Since in this case the marks are registered, the defendants have the burden of proving that the marks are invalidly registered. In order to prove the invalidity of plaintiff's mark, the defendants have attempted to show that the Patent Office in granting the registrations had been incorrect in finding that the descriptive words, "Farmers" and "Union" had acquired secondary meaning and hence qualified as required by Section 1052 as distinctive. Defendants' proof in this regard is, first, an examination of the words themselves, and secondly, evidence that over a hundred Iowa corporations have for some time used the words, "Farmers" and "Union" in combination, and that some twenty corporations still in existence use the same words. Two of the examples in evidence are: "Farmers Union Cooperative Company of Marquoketa, Iowa", and "Farmers Union Exchange of Dennison, Iowa."

The first defense is patently valueless. The second fails because, unlike the defendants, the other users some of whom are licensees of the National Farmers Union dispense goods and services different from plaintiff, and hence are not in competition with plaintiff. Section 1115(a), Title 15; Time, Inc. v. T. I. M. E., Inc., D.C., 123 F. Supp. 446. While the presumption created by the statute is a rebuttable one, and the respect usually given the informed judgment of the Patent Office is not mandatory and its judgment not conclusive, yet there was no evidence of any real substance to the contrary.

*824 The defendants further contend that plaintiff's mark, if validly registered at all, is at the most a "weak" mark, and, therefore, entitled to only limited protection. The doctrine of a hierarchy of mark exists, but is not applicable to the case at bar. This doctrine holds that the strong mark (the coined or arbitrarily applied word) should have the usual protection against imitation by all classes of goods and services, whereas the weak mark (suggestive, for example, of the nature of the product), should be protected against use of its mark only on closely related goods. Thus, the registered mark, "Sunbeam", for electrical appliances has been barred from use on lamps but not on furniture. Sunbeam Furniture Corp. v. Sunbeam Corp., 9 Cir., 191 F.2d 141. See also, Time, Inc., supra. In this case the type of services offered by the two organizations is quite similar and the likelihood of confusion would be great.
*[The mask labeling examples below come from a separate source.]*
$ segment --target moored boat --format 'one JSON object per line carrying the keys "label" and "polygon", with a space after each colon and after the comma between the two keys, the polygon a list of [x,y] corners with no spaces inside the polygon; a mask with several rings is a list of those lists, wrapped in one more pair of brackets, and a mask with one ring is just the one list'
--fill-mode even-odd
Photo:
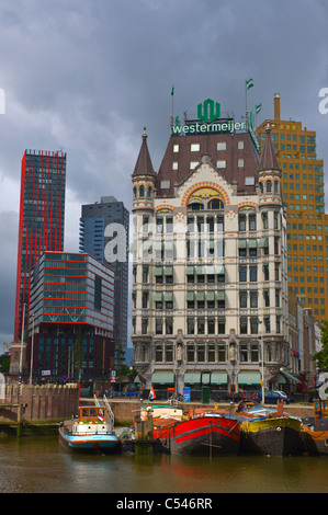
{"label": "moored boat", "polygon": [[299,419],[260,405],[241,413],[241,453],[293,456],[301,451]]}
{"label": "moored boat", "polygon": [[105,454],[120,448],[120,440],[104,407],[79,408],[77,419],[60,424],[59,437],[70,450]]}
{"label": "moored boat", "polygon": [[240,422],[228,414],[210,411],[181,421],[163,415],[154,419],[152,434],[171,454],[237,455]]}
{"label": "moored boat", "polygon": [[308,454],[328,456],[328,401],[314,402],[314,427],[302,426],[303,450]]}

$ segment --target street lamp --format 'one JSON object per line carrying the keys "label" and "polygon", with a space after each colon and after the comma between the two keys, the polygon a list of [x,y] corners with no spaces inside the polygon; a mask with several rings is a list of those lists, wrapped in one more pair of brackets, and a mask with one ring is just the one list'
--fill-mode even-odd
{"label": "street lamp", "polygon": [[[259,324],[263,323],[262,320],[259,320]],[[263,340],[263,331],[260,331],[260,341],[261,341],[261,353],[262,353],[262,369],[261,369],[261,375],[262,375],[262,405],[264,405],[264,340]]]}
{"label": "street lamp", "polygon": [[21,355],[20,355],[20,369],[19,369],[19,382],[23,378],[23,345],[24,345],[24,323],[25,323],[25,304],[23,304],[23,317],[22,317],[22,335],[21,335]]}
{"label": "street lamp", "polygon": [[31,363],[30,363],[30,385],[32,385],[32,376],[33,376],[34,313],[32,313],[32,317],[33,317],[33,324],[32,324]]}

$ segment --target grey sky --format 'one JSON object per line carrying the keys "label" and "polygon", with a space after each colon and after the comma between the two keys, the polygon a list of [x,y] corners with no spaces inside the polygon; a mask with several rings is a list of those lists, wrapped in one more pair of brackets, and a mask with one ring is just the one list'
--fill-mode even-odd
{"label": "grey sky", "polygon": [[239,118],[252,78],[258,121],[272,117],[279,92],[282,117],[316,130],[328,163],[327,26],[324,1],[0,0],[0,353],[13,332],[24,150],[68,153],[67,251],[78,251],[81,204],[114,195],[131,209],[144,125],[158,170],[172,84],[181,119],[207,98]]}

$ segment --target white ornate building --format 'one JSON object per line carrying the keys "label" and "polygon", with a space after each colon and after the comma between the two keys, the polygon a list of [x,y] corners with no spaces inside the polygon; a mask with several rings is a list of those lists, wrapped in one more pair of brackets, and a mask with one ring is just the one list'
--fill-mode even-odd
{"label": "white ornate building", "polygon": [[132,175],[132,340],[146,388],[259,389],[262,375],[279,387],[287,364],[286,224],[270,131],[259,160],[248,130],[216,122],[220,131],[201,121],[199,131],[172,130],[158,173],[145,129]]}

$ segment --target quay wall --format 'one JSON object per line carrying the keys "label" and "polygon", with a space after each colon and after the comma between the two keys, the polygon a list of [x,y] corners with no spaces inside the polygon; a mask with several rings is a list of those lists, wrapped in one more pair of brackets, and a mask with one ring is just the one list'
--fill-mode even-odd
{"label": "quay wall", "polygon": [[0,423],[55,422],[78,413],[76,385],[19,385],[5,386],[5,397],[0,399]]}
{"label": "quay wall", "polygon": [[[5,398],[0,399],[0,424],[26,421],[31,423],[56,423],[71,419],[78,413],[77,385],[30,386],[12,384],[5,386]],[[93,404],[93,399],[82,398],[80,404]],[[110,404],[116,425],[131,425],[140,411],[138,400],[111,399]],[[151,402],[143,402],[150,405]],[[216,403],[183,402],[182,409],[215,408]],[[229,410],[229,403],[219,403],[219,408]],[[314,416],[313,404],[284,405],[284,412],[294,416]]]}

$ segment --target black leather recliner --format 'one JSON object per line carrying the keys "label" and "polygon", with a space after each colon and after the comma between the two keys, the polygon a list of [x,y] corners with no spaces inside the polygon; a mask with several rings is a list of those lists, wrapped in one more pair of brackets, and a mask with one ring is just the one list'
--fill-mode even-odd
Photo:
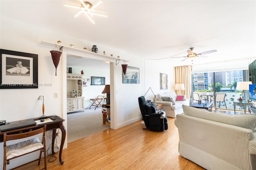
{"label": "black leather recliner", "polygon": [[[164,111],[158,112],[155,105],[146,103],[144,96],[138,98],[140,109],[147,128],[154,131],[168,129],[168,121]],[[163,113],[161,114],[161,113]]]}

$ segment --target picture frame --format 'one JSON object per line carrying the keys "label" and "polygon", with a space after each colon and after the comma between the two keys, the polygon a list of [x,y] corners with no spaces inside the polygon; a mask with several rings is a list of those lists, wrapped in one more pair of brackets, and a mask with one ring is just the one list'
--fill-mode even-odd
{"label": "picture frame", "polygon": [[160,89],[168,89],[168,75],[160,73]]}
{"label": "picture frame", "polygon": [[38,88],[38,55],[0,49],[0,89]]}
{"label": "picture frame", "polygon": [[123,83],[139,84],[140,68],[127,66],[125,75],[123,73]]}
{"label": "picture frame", "polygon": [[105,77],[91,77],[91,85],[105,85]]}

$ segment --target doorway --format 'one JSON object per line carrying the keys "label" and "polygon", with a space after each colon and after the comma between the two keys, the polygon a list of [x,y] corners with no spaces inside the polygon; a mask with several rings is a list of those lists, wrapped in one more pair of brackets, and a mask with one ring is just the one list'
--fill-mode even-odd
{"label": "doorway", "polygon": [[[83,79],[86,82],[82,87],[84,111],[72,112],[66,115],[66,120],[68,127],[67,141],[68,143],[110,128],[102,124],[101,107],[95,109],[94,107],[89,109],[92,104],[90,99],[104,95],[102,92],[105,85],[91,85],[90,81],[87,79],[90,80],[91,77],[105,77],[105,84],[110,84],[110,68],[109,62],[68,54],[66,55],[65,67],[67,69],[72,67],[72,73],[80,74],[82,70]],[[102,103],[103,102],[103,100]]]}

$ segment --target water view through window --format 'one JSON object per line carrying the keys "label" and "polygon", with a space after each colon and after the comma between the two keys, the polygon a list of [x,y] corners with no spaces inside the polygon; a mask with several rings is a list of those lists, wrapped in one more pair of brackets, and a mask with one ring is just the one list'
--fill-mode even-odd
{"label": "water view through window", "polygon": [[[200,98],[204,99],[202,100],[202,103],[211,103],[217,108],[234,110],[233,101],[238,101],[242,95],[242,90],[236,89],[237,82],[244,81],[245,71],[248,70],[193,73],[192,91],[193,93],[198,93]],[[218,93],[219,95],[217,95]],[[220,94],[223,93],[225,95],[222,96],[224,97],[223,96],[220,97]],[[214,103],[214,96],[216,97],[216,95],[218,96],[216,97],[216,101]],[[193,100],[193,102],[196,101]],[[244,109],[241,107],[236,107],[236,110]]]}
Finally, the defendants contend that plaintiff has unclean hands, which precludes it from recovering in the present case. From the testimony, exactly what the acts are which are supposed to constitute unclean hands is not clear. They would seem to be, however, the plaintiff's actions in revoking the charter of the Iowa division because the Iowa division didn't see eye to eye with the national organization on political matters. This being so, it would seem that said actions have no intrinsic connection with the subject matter of the litigation, said actions having to do with inter-organizational strife, whereas the subject matter of the litigation is trade mark infringement.

The defense of unclean hands is reluctantly applied by the courts and is always scrutinized with a very critical eye. Coca Cola v. Koke Co., 254 U.S. 143, 41 S. Ct. 113, 65 L. Ed. 189. The half-hearted defense of the defendants in this case with respect to unclean hands is without merit.

For the foregoing reasons the defendants should be enjoined from the use of plaintiff's service mark, "Farmers Union", plaintiff's service mark, the aforementioned symbol, and the plaintiff's collective mark, "Union Farmer".

The attorneys for the plaintiff will prepare the Findings of Fact, Conclusions of Law and Judgment to be entered, and submit same to the court for entry.